I do not question that the Court today has done the best it might to make sense of this statute. It’s just that it faces an impossible task. In the past when this Court has grappled with similar statutory language, it has done so in contexts where the relevant terms could carry only a few possible (and comparatively fixed) meanings. For example, when it comes to the “us[e]” of a firearm “in relation” to a crime of violence, 18 U. S. C. §924(c)(1)(A), the presence of a gun could be a but-for cause of (or a necessary ingredient of) the offense—used, for example, as compensation in an exchange for illicit drugs. Smith v. United States, 508 U. S. 223, 237–238 (1993). Or the gun could be “ ‘used as a weapon’ ” by being discharged or brandished. Id., at 243 (Scalia, J., dissenting). Because both those interpretations are relatively bounded and understandable, this Court could use principles of statutory interpretation to choose between them. The same holds true for many of the other statutes the Court (mistakenly) frets I would call into doubt. See ante, at 20, n. 10.

The same cannot be said for §1028A(a)(1), though. There are an uncountable number of ways in which an individual could “us[e]” the “means of identification” of another to commit fraud.

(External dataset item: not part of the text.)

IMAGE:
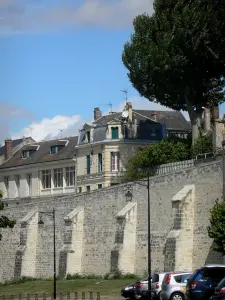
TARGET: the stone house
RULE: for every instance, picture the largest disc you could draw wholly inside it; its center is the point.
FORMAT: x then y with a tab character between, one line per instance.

That list covers everything from including a victim’s name in the subject line of a fraudulent email; to misrepresenting information on a loan form involving a cosigner; to putting on a wig and walking into a bank with a fake ID. And no obvious neutral rule exists to separate those “uses” that violate §1028A(a)(1) from others that do not. In this way, §1028A(a)(1) is not just an “ambiguous” statute—“one that does define prohibited conduct with some precision, but [that] is subject to two or more different interpretations.” J. Decker, Addressing Vagueness, Ambiguity, and Other Uncertainty in American Criminal Laws, 80 Denver U. L. Rev. 241, 261 (2002) (emphasis added). Instead, it is a vague statute—one that “does not satisfactorily define the proscribed conduct” at all. Id., at 260–261.

I do not write this opinion as wishcasting. Perhaps, by applying the Court’s “crux” test, lower courts will achieve a consistency that has, to date, eluded them. Or perhaps they will, prompted by today’s decision, locate a previously unseen path through this statutory quagmire. But I would not hold my breath. Section 1028A(a)(1) simply does too little to specify which individuals deserve the inglorious title of “aggravated identity thief.” That is a problem Congress alone can fix. Until it does, I fear the issues that have long plagued lower courts will persist. And I will not be surprised if someday, maybe someday soon, they find their way back here.